I’m sick of this shit. I’m sick of having to prove myself to cis-designed diagnostic regimes to prove I am trans. There is so little flexibility in this system to adapt to difference, both in gender identity and circumstance. And you know what? Trans people are pretty diverse. The VUmc is bogged down under ever-increasing demand for their services. But their unwillingness to extend autonomy to trans people who clearly have a firm grasp on who they are and what they need is unnecessary and reveals an institutional desire to control the boundaries of gender — who is trans — more than a desire to help people in an expedient manner.
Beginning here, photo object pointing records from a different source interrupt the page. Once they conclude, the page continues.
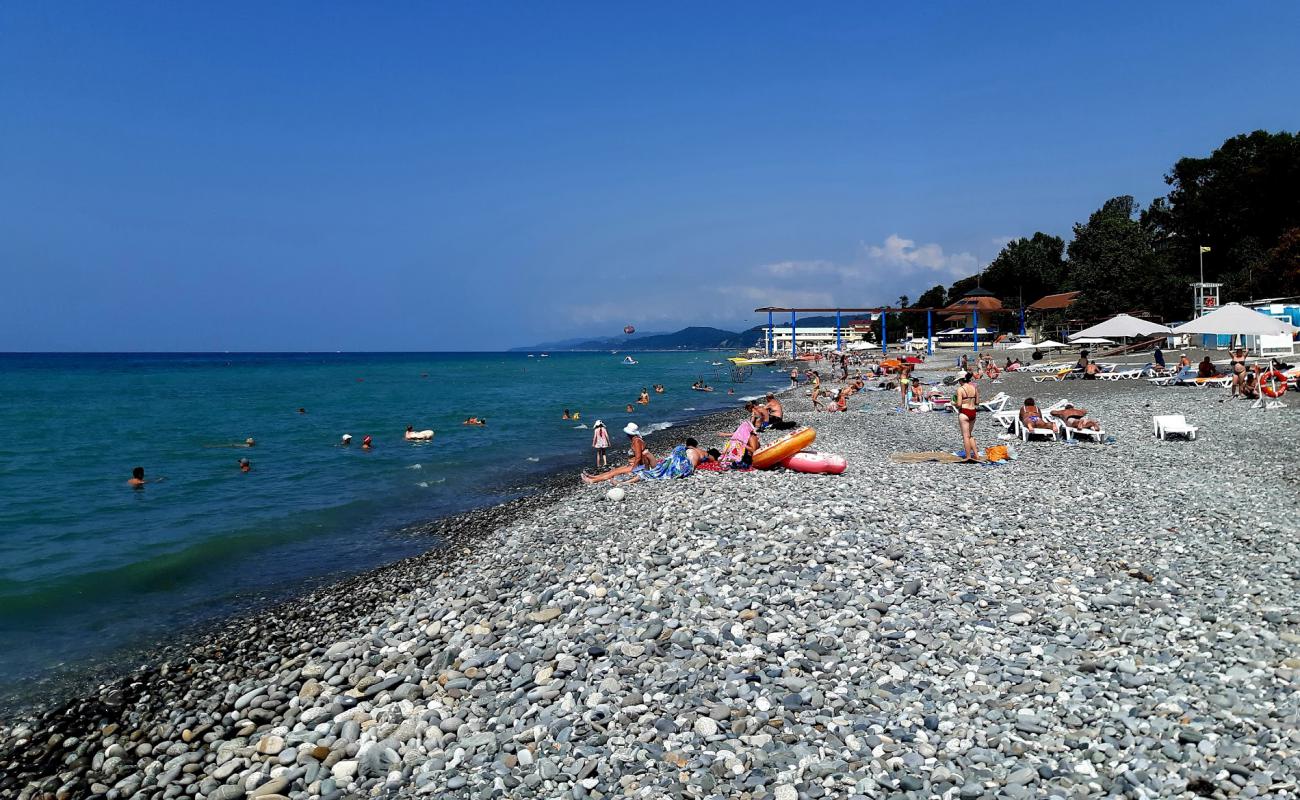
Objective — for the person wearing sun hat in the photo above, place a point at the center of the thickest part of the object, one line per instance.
(601, 442)
(637, 457)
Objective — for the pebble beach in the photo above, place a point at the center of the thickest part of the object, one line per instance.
(1087, 621)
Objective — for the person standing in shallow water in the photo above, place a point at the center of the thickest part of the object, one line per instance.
(599, 442)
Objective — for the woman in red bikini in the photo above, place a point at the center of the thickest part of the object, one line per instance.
(967, 403)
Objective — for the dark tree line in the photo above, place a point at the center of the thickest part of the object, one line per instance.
(1242, 202)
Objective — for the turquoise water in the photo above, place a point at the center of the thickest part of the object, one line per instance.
(89, 565)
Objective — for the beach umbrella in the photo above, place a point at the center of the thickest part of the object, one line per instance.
(1235, 319)
(1122, 327)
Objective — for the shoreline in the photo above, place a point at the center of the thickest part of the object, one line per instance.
(121, 674)
(1057, 626)
(59, 682)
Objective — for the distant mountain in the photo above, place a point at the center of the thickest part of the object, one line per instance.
(585, 342)
(687, 338)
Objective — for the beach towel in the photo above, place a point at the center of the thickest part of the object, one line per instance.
(677, 465)
(735, 450)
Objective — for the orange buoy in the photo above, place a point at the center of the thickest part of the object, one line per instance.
(1273, 384)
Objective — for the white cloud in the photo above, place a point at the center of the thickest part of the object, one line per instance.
(904, 254)
(807, 268)
(876, 275)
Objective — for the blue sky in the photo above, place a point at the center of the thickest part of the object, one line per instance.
(477, 176)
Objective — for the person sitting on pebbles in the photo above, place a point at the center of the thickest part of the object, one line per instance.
(679, 463)
(1034, 419)
(1077, 418)
(637, 457)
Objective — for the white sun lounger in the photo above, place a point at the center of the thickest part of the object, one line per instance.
(1027, 433)
(1171, 424)
(1070, 433)
(1119, 375)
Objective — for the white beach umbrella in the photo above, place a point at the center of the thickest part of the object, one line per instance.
(1121, 325)
(1235, 319)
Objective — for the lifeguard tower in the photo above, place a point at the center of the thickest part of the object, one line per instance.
(1205, 299)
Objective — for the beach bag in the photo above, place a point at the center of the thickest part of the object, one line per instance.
(999, 453)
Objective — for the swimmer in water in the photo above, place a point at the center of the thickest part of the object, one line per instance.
(137, 480)
(247, 442)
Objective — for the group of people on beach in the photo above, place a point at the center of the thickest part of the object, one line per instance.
(685, 458)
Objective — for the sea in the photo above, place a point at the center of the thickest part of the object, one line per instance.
(92, 570)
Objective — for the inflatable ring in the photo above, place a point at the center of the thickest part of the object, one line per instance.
(783, 448)
(1273, 384)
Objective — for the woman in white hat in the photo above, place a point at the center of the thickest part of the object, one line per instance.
(638, 457)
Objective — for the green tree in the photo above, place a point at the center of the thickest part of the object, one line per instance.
(1026, 269)
(1117, 267)
(1239, 200)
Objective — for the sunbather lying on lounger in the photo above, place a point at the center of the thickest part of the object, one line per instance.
(1077, 419)
(1034, 419)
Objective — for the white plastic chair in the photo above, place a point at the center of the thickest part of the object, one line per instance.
(997, 402)
(1173, 424)
(1006, 419)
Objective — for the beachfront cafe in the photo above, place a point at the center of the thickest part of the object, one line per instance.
(965, 316)
(813, 340)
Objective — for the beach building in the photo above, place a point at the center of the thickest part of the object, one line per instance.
(814, 338)
(971, 320)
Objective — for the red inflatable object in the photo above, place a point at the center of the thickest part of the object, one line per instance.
(1273, 384)
(827, 463)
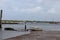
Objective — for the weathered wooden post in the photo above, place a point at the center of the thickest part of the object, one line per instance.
(0, 19)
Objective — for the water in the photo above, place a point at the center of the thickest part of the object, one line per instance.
(44, 26)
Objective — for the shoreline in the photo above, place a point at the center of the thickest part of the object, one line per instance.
(39, 35)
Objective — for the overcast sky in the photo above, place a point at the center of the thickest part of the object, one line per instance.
(43, 10)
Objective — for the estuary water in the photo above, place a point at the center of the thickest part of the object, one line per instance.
(44, 26)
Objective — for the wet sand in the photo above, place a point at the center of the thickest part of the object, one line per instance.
(39, 35)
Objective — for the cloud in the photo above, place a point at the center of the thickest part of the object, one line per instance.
(31, 10)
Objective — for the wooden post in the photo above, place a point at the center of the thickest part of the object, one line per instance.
(25, 25)
(0, 19)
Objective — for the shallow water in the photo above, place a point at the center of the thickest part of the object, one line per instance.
(44, 26)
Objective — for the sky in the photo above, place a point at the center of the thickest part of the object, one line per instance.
(40, 10)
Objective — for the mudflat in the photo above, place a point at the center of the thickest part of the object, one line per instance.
(39, 35)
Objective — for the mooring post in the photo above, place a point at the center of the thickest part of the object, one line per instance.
(0, 19)
(25, 25)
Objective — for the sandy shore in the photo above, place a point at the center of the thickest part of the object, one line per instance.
(39, 35)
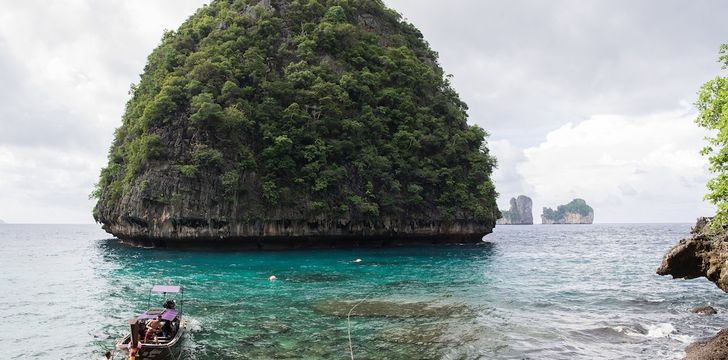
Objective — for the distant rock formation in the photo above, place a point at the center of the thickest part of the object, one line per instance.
(520, 213)
(703, 254)
(575, 212)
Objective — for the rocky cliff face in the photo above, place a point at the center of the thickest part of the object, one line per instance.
(280, 123)
(520, 213)
(703, 254)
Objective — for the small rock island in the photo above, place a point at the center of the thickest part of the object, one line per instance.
(287, 124)
(520, 213)
(575, 212)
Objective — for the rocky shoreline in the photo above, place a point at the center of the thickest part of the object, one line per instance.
(703, 254)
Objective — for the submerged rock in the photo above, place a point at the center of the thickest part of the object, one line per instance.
(704, 310)
(715, 348)
(382, 308)
(283, 124)
(520, 213)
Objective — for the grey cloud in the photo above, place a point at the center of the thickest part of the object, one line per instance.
(574, 58)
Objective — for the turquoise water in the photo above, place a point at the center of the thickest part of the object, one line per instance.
(536, 292)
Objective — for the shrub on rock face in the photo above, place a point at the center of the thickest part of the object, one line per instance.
(713, 106)
(330, 110)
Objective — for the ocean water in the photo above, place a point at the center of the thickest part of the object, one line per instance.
(530, 292)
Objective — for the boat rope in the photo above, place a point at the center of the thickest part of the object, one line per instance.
(348, 323)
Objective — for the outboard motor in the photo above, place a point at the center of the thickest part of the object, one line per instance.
(170, 304)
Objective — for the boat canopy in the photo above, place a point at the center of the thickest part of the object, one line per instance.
(160, 289)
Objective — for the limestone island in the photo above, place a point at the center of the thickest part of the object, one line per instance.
(520, 213)
(270, 124)
(575, 212)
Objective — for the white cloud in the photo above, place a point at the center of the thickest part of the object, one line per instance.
(524, 67)
(65, 69)
(630, 169)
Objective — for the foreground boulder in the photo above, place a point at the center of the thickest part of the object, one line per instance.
(716, 348)
(290, 123)
(703, 254)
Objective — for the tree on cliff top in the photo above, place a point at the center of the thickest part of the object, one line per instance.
(338, 105)
(712, 105)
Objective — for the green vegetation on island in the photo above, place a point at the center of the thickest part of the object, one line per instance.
(303, 110)
(712, 105)
(575, 212)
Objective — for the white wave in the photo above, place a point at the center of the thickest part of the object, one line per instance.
(649, 331)
(659, 330)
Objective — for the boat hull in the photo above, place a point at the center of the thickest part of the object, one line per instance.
(147, 351)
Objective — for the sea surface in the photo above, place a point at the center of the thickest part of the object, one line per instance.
(529, 292)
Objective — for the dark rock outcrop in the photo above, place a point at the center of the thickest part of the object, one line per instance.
(520, 213)
(716, 348)
(703, 254)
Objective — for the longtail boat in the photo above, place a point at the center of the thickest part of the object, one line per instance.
(157, 332)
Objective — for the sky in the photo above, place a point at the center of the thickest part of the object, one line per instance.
(587, 99)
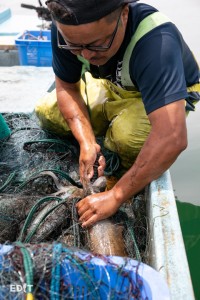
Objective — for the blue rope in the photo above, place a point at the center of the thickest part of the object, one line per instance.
(55, 274)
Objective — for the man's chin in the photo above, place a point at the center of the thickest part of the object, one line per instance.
(99, 61)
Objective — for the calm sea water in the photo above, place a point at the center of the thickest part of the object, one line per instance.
(186, 182)
(186, 170)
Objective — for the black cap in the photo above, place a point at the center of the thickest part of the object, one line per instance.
(85, 11)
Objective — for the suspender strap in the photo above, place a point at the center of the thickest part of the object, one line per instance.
(145, 26)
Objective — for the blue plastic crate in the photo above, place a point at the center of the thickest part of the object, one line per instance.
(34, 48)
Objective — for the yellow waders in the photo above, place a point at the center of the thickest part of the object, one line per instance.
(115, 113)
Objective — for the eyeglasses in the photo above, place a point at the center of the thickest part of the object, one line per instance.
(75, 47)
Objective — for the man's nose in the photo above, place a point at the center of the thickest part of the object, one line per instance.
(87, 54)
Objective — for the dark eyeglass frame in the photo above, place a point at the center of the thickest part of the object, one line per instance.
(73, 47)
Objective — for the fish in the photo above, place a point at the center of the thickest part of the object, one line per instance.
(106, 238)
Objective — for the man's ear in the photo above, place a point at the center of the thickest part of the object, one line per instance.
(125, 14)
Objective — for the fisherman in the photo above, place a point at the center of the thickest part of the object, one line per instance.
(152, 79)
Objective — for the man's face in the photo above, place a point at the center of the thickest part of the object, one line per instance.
(97, 41)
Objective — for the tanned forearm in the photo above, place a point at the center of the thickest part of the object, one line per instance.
(74, 111)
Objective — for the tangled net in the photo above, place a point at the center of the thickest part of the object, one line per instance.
(39, 189)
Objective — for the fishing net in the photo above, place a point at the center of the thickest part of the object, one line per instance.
(39, 189)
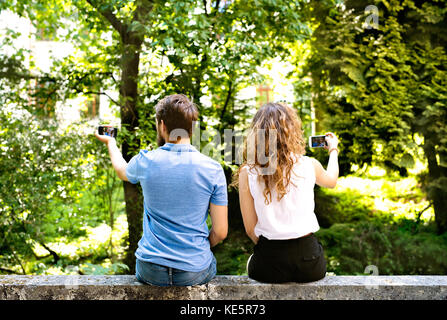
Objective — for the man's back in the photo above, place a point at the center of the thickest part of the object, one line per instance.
(178, 184)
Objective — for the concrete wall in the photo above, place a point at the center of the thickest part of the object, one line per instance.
(126, 287)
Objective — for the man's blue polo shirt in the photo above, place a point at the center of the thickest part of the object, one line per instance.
(178, 184)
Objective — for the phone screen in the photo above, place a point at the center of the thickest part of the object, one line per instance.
(108, 131)
(317, 141)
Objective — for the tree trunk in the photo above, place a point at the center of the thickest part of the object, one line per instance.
(129, 119)
(436, 192)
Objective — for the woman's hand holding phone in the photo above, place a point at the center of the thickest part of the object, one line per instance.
(104, 138)
(332, 141)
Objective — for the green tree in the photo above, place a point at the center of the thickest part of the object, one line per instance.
(381, 88)
(146, 49)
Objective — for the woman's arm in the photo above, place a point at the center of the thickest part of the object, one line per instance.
(118, 162)
(247, 206)
(328, 178)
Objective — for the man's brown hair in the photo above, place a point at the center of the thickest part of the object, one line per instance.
(177, 112)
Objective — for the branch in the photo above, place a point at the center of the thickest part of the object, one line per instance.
(227, 100)
(8, 271)
(111, 17)
(204, 6)
(99, 92)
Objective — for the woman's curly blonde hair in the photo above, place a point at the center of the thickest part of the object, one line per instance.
(280, 120)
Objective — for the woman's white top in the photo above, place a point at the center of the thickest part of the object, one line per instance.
(293, 216)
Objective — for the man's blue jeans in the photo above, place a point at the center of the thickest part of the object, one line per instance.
(158, 275)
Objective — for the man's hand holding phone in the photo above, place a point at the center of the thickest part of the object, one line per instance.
(105, 134)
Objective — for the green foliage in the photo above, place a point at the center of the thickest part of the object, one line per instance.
(380, 88)
(394, 248)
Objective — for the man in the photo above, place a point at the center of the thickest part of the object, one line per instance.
(179, 186)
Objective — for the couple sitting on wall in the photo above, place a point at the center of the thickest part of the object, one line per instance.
(180, 185)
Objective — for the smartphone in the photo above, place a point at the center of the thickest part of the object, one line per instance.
(317, 141)
(108, 131)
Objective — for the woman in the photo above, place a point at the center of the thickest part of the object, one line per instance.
(277, 199)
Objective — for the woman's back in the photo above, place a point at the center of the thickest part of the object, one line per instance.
(293, 216)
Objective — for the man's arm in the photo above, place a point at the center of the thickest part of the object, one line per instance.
(219, 222)
(118, 162)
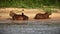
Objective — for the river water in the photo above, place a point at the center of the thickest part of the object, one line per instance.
(30, 27)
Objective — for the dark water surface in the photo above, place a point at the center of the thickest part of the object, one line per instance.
(30, 27)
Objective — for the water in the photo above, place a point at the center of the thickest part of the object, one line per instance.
(30, 27)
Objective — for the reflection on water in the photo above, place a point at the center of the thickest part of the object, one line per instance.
(29, 27)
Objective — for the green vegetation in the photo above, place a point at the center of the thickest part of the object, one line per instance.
(29, 3)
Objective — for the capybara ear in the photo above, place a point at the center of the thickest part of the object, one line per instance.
(11, 13)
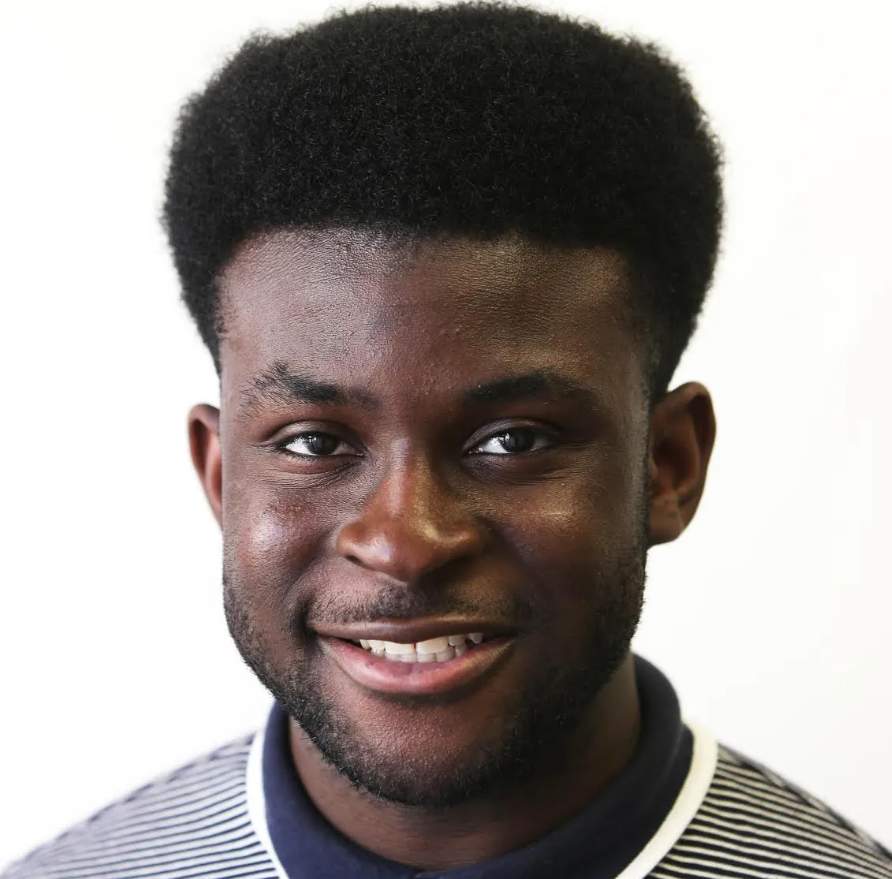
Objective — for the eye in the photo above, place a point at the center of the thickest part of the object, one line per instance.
(315, 444)
(514, 441)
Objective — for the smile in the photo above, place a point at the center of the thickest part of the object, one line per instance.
(433, 666)
(440, 649)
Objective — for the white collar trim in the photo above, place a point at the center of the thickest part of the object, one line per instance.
(700, 774)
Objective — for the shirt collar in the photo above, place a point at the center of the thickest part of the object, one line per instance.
(598, 843)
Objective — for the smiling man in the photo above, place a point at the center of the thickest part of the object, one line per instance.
(446, 262)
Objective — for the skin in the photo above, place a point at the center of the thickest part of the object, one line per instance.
(417, 507)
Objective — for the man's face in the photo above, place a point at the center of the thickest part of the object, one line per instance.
(444, 441)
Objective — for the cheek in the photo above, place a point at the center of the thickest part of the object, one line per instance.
(577, 540)
(270, 545)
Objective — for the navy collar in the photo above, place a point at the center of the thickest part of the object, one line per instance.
(598, 843)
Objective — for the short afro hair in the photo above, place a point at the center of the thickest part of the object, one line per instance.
(476, 119)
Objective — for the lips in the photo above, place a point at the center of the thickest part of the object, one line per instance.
(404, 669)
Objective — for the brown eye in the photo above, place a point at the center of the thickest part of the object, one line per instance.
(314, 445)
(514, 441)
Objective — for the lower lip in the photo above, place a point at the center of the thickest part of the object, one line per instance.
(416, 678)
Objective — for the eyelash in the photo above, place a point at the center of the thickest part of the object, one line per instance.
(538, 433)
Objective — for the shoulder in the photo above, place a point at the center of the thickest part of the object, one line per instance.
(193, 821)
(753, 822)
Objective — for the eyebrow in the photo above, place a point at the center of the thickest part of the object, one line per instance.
(277, 385)
(540, 383)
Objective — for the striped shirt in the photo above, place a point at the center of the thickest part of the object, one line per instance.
(685, 807)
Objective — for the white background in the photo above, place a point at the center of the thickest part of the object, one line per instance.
(771, 615)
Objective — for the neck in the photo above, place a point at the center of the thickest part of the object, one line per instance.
(485, 828)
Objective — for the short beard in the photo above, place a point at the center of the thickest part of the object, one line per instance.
(549, 710)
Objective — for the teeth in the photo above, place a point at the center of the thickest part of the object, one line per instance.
(432, 650)
(433, 645)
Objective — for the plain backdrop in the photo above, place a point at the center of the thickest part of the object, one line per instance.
(771, 615)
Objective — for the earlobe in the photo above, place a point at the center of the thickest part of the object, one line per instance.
(682, 436)
(204, 444)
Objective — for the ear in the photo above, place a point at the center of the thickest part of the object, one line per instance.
(681, 441)
(204, 443)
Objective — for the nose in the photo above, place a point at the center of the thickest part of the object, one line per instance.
(410, 526)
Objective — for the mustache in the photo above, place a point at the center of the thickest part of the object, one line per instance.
(401, 603)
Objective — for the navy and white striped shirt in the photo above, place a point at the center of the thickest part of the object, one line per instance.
(683, 807)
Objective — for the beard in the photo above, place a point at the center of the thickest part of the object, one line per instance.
(548, 710)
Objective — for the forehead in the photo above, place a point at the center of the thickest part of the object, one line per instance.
(447, 311)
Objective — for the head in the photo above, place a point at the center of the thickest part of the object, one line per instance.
(446, 262)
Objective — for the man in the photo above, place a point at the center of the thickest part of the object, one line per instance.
(446, 262)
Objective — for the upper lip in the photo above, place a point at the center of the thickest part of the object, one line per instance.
(410, 631)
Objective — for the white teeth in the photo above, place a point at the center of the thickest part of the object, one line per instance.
(395, 649)
(440, 649)
(432, 645)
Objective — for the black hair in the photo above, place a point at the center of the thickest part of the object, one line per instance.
(476, 119)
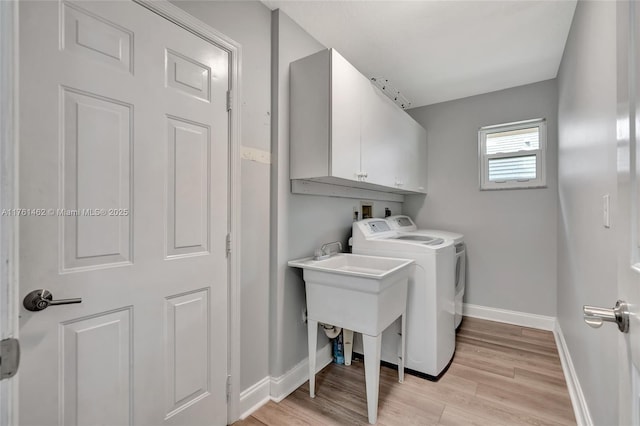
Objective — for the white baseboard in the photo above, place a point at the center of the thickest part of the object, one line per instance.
(254, 397)
(282, 386)
(523, 319)
(580, 408)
There is an interesting tension between this western model, which is supposed to be progressive and LGBTQ+ friendly, and the Korean model which pathologizes patience to the same degree but treats them quickly. I suspect that both systems focus on conformity to traditional gender categories. In Korea, it is assumed that an adult who goes so far as to seek treatment — which is such a transgression and social taboo — that they are treated as legitimately trans by virtue of even asking. Though this system is not ideal, perhaps its outcome for some trans people is: immediate treatment. In the west, being trans is still seen with much suspicion, maybe it’s just a fad, maybe it’s social contagion, maybe you’re just a gay man, etc. When it is acknowledged, the resulting process is slow and made to ensure that a normative gender narrative unfolds. While these systems are important for some, I can’t help but feel the Korean system better suits two adults who are out, transitioning, and obviously confident in their gender. That said, I’d still prefer the level of tolerance I receive in the Netherlands, but it’s an interesting contrast.